Candidate Matchmaking Encryption from Attribute-Based Encryption Schemes

We were deeply impressed by the paper by Ateniese et al., published in Crypto 2019. In it, they presented a black-box construction of matchmaking encryption (ME) based on functional encryption. In our work, we propose an ME scheme based on standard assumptions in the standard model. This scheme has been proven to be secure under the learning with error (LWE) assumption. Our ME scheme is achieved through a novel framework of bilateral-policy attribute-based encryption (BP-ABE) and a new intermediate primitive termed a perturbed pseudorandom generator (PPRG), which facilitates the implementation of authentication functionality by replacing non-interactive zero-knowledge proof functionality.
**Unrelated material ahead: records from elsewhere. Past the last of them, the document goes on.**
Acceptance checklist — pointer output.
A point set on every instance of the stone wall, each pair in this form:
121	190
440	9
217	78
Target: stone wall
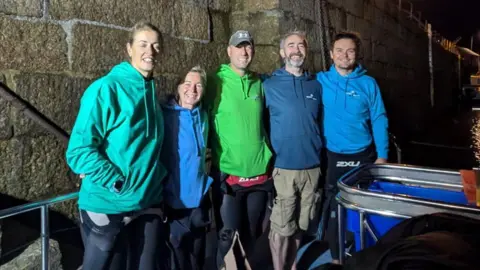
51	50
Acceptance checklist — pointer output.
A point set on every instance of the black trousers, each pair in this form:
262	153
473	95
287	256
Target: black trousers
241	211
338	165
111	244
188	229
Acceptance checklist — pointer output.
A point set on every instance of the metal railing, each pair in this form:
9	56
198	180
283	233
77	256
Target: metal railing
45	224
407	7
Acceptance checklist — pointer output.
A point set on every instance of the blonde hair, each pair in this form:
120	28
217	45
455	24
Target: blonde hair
299	33
142	26
203	76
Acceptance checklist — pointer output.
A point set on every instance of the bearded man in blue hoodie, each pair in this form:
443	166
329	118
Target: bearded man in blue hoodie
355	123
293	100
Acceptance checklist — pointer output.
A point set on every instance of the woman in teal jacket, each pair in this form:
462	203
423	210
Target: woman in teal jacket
116	144
186	186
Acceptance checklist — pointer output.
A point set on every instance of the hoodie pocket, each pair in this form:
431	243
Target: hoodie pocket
248	159
356	105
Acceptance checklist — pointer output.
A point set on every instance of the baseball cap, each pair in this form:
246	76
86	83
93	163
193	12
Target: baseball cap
239	37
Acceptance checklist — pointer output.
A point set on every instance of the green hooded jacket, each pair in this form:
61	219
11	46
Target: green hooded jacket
116	142
236	104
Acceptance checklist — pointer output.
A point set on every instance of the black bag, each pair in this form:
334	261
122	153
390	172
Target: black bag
438	241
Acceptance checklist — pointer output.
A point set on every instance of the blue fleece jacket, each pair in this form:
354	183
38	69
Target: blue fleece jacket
294	105
351	103
183	154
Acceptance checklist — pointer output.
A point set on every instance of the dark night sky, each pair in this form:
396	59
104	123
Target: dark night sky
452	18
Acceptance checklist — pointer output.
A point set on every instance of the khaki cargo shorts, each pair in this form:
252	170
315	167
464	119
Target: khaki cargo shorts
296	204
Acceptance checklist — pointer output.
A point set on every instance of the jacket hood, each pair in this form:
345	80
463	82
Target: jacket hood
225	72
127	72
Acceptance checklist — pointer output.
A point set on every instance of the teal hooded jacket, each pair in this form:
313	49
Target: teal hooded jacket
116	142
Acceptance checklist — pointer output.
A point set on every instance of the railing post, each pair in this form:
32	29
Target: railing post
45	228
341	231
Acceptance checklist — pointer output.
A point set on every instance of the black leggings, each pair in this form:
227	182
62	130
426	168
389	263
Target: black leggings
241	211
188	229
338	165
112	245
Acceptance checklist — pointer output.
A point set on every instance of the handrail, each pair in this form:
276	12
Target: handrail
45	224
25	108
410	11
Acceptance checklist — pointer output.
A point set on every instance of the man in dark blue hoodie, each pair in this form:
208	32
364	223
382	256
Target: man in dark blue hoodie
293	100
355	124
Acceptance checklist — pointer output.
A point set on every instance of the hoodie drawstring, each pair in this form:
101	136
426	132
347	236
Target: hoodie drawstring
146	110
346	91
294	87
243	89
154	102
195	116
303	95
150	91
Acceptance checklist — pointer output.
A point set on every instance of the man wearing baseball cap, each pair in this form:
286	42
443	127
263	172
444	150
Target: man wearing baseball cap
240	152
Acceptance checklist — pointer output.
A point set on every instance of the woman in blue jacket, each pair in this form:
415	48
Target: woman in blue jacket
186	186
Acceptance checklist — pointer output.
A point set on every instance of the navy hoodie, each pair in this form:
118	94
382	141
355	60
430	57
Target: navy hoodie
351	104
294	105
183	154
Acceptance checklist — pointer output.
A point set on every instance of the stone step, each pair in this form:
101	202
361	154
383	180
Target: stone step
21	247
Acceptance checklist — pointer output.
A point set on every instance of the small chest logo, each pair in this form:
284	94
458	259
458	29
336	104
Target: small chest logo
352	93
256	97
245	179
348	163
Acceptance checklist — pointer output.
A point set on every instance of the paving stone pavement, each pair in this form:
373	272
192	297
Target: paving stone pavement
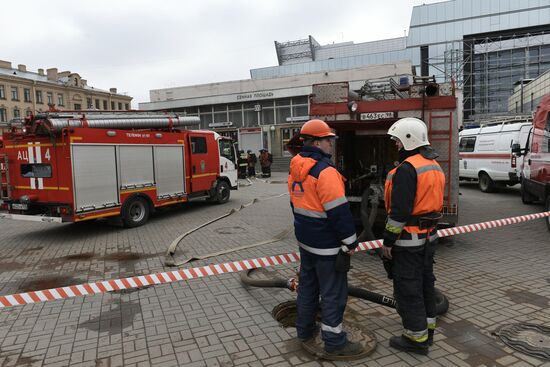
492	278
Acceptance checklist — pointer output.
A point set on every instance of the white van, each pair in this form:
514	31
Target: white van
486	153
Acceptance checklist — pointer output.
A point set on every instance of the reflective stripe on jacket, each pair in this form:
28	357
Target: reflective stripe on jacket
322	218
430	185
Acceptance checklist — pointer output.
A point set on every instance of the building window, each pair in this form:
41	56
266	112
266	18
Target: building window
27	94
14	94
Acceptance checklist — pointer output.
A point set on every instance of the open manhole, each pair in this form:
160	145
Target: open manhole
531	339
285	313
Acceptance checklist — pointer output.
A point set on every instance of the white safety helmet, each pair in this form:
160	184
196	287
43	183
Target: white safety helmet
412	132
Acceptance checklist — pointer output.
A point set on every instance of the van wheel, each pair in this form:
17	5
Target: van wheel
486	184
526	198
222	193
135	212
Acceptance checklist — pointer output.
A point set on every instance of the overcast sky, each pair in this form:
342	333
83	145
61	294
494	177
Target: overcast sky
138	45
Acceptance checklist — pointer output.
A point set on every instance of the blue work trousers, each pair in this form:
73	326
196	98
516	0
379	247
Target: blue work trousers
319	279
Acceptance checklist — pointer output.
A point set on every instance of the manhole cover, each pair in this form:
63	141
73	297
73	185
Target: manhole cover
285	314
530	339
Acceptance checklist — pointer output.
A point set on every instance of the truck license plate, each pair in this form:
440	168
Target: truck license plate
16	206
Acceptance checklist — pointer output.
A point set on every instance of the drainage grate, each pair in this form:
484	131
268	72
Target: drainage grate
285	314
531	339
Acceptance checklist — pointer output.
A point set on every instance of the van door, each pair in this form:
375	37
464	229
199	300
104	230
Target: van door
467	165
228	160
204	161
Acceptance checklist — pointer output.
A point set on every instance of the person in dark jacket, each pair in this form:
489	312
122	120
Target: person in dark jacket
265	162
252	160
324	228
414	200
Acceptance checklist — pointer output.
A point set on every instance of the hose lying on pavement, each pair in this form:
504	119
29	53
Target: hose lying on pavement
441	306
169	256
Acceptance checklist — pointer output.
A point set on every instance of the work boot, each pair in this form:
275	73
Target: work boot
407	345
313	335
348	349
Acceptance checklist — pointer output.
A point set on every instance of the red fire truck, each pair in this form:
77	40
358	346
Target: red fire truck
77	166
535	175
364	152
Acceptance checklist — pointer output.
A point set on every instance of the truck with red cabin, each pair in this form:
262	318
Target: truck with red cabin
535	169
78	166
364	153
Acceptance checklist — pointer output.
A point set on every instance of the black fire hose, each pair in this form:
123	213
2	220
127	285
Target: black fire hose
441	306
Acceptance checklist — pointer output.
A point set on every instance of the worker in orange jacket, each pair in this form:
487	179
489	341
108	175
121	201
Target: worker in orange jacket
325	231
414	200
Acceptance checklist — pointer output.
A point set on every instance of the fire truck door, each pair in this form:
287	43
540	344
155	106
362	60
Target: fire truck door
95	177
204	162
169	171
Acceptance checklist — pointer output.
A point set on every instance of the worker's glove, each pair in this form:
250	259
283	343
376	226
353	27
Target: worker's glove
389	238
350	248
343	262
388	265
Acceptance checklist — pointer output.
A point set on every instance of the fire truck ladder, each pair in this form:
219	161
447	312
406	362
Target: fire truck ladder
5	192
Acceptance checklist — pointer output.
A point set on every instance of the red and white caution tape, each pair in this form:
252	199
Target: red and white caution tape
209	270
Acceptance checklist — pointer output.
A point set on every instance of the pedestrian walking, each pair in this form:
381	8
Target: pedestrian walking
266	159
252	160
414	200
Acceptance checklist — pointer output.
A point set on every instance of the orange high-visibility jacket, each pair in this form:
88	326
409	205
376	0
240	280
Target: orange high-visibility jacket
430	187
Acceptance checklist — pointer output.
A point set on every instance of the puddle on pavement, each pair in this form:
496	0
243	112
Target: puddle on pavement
230	230
47	282
31	250
82	256
11	266
467	338
124	256
521	296
114	321
19	361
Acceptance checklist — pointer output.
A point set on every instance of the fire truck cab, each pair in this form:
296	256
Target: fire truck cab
71	167
364	152
535	169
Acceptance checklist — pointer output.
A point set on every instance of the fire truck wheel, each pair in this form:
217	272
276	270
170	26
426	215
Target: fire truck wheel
221	195
548	210
526	198
486	184
135	212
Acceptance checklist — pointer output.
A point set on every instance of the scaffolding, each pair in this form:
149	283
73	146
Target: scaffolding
486	68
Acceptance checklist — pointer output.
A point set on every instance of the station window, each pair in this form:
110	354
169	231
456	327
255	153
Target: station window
36	170
467	144
198	145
In the scheme presented in this paper, the user's "public key" is generated using Hamming correlation robustness and user attributes. Note that the 'public key' is not public. In order to preserve the privacy of the two parties involved in matchmaking encryption, our BP-ABE scheme does not use the 'public key' directly to encrypt the plaintext. Instead, the message sender selects matching attributes and uses a Hamming correlation robustness and homomorphic pseudorandom function (HPRF) to generate temporary public keys and hide the public key and user attributes. When these temporary public keys satisfy the access policy, the receiver can decrypt the data using their private key. Regarding the authentication function of matchmaking encryption, this paper proposes a non-interactive privacy set intersection (PSI) scheme based on HPRF and PPRG. The message sender encrypts their 'public key' using the proposed PSI scheme as part of the ciphertext. The receiver also encrypts their 'public key' using the proposed PSI scheme and matches the attributes, thereby completing the message authentication function. We consider our approach to be a significant departure from existing constructions, despite its simplicity.